Interaction variables work differently when population is split Let's say I have two predictors to predict financial risk: Gender and shopping habits. Gender has levels of "Male" and "Female", while shopping habits has "quick shopper" and "slow shopper". 
I am quite surprised to see this: When I split the population into "male" and "female", shopping habits as a single variable work quite well to separate the risk on female population (not for males). This also intuitively makes sense. But when I create an interaction variable of "gender:shopping habits" and look at logistic regression, there is no risk separation whatsoever even on the dummy created "female:quick shopper".
Could there be an explanation of this?
Note: I should add that the initial working performance is cross-validated (not an overfitting result).
Note2: I edited the question for better understanding.

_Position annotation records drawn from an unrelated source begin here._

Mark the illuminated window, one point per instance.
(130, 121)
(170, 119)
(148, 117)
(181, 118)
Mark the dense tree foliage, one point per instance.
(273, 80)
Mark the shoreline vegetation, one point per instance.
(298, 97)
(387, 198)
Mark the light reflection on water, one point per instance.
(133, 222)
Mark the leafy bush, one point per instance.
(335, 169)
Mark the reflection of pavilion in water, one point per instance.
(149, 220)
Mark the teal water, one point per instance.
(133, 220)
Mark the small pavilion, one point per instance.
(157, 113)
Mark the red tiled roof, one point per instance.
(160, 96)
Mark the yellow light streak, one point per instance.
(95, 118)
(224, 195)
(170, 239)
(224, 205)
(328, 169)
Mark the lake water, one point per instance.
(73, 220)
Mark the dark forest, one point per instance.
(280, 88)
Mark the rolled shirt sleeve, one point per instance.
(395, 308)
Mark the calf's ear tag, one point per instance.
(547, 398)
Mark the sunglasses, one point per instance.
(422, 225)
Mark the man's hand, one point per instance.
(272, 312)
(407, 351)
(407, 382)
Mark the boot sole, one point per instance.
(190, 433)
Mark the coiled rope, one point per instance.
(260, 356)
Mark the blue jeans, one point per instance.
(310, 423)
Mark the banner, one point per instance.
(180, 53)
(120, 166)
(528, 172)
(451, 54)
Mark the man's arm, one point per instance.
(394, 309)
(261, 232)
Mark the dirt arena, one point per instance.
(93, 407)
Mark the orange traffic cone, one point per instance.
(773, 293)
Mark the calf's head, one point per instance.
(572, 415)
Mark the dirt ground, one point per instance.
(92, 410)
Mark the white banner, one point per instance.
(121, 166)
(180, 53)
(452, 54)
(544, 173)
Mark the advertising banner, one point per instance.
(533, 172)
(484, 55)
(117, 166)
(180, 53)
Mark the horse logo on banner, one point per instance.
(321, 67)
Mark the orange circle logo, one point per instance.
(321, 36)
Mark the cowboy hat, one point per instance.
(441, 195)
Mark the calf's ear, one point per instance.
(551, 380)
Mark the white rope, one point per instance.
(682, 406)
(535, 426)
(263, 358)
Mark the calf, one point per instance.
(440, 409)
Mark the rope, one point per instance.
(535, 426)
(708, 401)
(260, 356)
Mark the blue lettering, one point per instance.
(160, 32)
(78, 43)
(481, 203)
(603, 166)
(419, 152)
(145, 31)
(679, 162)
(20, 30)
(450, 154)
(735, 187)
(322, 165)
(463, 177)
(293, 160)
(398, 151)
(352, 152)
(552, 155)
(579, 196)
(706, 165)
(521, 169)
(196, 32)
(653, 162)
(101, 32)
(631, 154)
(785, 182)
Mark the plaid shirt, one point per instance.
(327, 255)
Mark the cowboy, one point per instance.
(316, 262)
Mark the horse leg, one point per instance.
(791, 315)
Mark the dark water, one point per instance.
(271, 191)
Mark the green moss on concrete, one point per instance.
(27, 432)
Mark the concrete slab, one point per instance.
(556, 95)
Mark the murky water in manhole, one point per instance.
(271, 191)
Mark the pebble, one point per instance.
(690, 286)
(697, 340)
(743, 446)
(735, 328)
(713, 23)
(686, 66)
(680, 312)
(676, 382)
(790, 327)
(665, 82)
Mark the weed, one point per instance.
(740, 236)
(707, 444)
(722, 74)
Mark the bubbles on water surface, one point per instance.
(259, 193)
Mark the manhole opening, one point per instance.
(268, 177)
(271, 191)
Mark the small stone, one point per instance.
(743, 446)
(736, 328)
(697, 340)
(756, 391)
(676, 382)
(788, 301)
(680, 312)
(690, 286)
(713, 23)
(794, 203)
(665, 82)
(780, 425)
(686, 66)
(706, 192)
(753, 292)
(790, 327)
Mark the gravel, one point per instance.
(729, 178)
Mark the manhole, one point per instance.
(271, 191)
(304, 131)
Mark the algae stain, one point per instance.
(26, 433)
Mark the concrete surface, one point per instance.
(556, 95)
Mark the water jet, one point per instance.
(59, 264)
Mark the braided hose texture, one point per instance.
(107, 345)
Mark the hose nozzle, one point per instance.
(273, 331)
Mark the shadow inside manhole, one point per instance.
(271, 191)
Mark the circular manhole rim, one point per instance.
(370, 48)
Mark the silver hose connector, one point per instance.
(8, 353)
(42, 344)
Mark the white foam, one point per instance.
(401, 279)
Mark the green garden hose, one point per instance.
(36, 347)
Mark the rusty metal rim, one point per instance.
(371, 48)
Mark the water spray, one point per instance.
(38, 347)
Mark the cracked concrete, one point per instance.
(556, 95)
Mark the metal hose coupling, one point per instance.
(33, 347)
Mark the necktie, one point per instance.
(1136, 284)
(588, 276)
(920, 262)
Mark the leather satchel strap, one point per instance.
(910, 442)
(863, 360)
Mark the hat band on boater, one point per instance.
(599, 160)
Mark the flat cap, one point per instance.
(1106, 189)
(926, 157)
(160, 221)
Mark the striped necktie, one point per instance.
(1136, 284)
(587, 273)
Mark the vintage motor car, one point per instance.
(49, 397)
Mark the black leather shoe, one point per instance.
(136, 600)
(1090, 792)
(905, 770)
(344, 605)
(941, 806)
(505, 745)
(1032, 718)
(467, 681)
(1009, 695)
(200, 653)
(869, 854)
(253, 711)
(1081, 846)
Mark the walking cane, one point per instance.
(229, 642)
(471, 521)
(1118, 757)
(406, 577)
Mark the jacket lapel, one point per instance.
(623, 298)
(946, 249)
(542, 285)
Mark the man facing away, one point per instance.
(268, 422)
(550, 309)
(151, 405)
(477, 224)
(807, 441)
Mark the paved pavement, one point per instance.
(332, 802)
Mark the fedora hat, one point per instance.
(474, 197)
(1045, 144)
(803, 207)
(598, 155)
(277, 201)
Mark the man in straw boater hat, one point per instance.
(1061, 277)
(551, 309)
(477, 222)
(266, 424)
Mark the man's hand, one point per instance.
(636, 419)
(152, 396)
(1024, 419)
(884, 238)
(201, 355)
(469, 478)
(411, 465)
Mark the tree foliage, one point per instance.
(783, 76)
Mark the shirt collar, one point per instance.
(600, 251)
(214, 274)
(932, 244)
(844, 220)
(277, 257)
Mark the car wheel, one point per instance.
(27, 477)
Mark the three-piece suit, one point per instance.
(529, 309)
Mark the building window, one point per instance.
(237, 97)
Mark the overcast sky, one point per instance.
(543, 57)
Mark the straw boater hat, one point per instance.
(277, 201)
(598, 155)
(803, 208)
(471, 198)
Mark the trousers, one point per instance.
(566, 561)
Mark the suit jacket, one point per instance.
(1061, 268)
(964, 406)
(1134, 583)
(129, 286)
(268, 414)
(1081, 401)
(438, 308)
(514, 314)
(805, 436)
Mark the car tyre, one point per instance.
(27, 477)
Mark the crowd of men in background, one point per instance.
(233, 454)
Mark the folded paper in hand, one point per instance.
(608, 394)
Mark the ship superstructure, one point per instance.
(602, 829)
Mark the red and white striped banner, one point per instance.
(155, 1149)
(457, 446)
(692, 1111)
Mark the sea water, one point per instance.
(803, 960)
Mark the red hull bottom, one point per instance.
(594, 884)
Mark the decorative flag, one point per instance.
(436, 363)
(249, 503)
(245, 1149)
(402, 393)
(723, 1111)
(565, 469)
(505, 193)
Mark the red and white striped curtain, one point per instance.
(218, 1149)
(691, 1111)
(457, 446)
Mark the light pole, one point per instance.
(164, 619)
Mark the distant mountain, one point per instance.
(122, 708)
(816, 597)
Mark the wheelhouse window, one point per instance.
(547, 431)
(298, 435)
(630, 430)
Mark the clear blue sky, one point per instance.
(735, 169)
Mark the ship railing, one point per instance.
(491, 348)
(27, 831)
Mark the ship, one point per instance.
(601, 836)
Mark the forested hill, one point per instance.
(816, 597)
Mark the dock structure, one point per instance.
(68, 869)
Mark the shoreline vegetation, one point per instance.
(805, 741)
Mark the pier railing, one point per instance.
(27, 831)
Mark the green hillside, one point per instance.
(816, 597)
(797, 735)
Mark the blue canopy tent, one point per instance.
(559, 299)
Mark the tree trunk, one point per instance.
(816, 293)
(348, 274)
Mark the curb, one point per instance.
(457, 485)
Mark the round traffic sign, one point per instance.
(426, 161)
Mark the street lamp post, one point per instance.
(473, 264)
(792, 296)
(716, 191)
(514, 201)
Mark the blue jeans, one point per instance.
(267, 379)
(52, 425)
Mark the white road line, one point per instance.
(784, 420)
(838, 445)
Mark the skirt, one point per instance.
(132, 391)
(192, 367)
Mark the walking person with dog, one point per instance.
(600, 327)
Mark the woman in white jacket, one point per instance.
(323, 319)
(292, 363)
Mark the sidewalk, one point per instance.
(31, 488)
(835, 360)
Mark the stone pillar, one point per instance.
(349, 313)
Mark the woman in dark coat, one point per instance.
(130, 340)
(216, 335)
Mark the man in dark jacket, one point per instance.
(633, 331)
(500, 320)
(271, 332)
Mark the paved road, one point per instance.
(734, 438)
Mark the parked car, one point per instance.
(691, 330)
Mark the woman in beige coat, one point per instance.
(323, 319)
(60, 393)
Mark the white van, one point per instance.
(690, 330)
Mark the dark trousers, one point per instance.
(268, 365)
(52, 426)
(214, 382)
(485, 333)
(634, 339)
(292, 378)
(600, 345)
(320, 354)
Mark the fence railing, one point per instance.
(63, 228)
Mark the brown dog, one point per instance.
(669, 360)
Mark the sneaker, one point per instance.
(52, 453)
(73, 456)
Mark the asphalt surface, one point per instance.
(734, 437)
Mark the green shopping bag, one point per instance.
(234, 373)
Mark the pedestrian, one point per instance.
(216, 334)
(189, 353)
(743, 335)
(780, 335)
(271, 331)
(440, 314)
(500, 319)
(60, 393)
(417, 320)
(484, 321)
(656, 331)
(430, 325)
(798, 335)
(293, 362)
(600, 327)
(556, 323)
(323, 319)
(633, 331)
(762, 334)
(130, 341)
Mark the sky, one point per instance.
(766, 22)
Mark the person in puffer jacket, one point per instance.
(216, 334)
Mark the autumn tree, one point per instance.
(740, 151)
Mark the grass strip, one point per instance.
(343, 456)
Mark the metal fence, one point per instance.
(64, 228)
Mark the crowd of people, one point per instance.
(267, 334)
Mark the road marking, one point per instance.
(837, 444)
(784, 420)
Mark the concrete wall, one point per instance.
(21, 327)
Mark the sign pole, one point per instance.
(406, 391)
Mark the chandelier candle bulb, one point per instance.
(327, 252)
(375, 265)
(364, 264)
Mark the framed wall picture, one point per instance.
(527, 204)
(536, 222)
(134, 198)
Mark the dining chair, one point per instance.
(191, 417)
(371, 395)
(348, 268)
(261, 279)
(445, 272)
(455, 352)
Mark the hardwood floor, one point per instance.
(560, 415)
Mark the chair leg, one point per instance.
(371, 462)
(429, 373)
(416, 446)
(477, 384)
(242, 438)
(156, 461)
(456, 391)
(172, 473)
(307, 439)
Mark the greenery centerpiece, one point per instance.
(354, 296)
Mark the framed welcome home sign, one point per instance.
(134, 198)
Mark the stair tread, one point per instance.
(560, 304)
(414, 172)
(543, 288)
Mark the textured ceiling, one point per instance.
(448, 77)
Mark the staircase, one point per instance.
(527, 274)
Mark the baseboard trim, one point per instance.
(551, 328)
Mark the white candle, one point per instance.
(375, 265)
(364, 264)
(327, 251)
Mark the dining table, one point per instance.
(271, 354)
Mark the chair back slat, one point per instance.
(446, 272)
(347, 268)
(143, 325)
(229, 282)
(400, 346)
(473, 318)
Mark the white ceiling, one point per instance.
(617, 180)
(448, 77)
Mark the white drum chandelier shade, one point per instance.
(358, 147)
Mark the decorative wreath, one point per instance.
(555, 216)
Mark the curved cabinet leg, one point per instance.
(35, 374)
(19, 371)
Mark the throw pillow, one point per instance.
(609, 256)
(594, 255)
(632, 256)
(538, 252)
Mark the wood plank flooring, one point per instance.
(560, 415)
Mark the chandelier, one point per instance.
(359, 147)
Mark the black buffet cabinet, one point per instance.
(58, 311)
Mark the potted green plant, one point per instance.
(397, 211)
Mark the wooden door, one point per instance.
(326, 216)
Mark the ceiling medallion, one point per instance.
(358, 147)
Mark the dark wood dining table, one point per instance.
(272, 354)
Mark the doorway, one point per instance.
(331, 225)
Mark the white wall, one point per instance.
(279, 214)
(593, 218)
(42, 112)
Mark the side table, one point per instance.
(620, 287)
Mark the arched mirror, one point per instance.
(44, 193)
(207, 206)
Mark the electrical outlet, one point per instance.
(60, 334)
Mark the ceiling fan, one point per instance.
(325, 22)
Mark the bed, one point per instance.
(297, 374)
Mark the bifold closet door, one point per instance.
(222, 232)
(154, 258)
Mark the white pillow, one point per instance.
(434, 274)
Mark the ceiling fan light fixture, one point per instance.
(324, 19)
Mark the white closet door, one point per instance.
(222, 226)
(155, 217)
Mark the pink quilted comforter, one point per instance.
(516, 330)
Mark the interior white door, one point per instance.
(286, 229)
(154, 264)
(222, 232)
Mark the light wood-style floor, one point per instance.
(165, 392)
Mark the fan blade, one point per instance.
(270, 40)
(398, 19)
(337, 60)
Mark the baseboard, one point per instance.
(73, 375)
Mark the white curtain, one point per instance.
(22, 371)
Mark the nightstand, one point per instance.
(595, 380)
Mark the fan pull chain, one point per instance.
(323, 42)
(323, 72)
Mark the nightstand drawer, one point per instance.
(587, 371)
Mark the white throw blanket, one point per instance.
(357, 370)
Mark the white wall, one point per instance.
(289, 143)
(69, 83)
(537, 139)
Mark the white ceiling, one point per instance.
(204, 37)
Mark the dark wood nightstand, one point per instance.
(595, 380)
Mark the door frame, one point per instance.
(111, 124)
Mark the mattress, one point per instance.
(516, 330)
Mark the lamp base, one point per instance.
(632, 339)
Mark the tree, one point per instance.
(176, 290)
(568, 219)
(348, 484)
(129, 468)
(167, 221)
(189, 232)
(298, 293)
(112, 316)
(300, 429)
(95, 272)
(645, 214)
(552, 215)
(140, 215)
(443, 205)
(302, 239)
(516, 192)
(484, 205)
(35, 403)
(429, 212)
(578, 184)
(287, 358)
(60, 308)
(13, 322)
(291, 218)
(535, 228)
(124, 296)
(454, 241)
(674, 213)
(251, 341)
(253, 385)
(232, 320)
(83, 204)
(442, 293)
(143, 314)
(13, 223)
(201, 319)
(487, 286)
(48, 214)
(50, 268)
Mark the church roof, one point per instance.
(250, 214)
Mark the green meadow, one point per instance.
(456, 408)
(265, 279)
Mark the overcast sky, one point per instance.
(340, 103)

 A: Edit: might not apply because the OP's mention of "age" was a mistake. Would only still apply if another "third" variable (besides shopping habits and financial risk, not counting gender) is changing in the model...
Original answer:
If you're including age as a predictor in the model as well (not just the interaction of age and shopping habits...which is a regression faux pas), age could could be mediating the relationship between shopping habits and financial risk in women. When a third variable fully mediates the relationship between two others, entering it alongside the first variable as a regressor in multiple regression predicting the second variable will wipe out the relationship between the first and second variable, because it explains all the same variance in the second variable that the first does, and then some (probably). 
Full mediation is somewhat rare with such indirectly related constructs as age, shopping habits, and financial risk though, so I doubt this is really the case if you've represented your variables accurately. I'm mostly suggesting this to imply that you should make sure you include your main effects with the interaction, and consider the possibility of (at least partial) mediation or other consequences of including a stronger predictor in the model.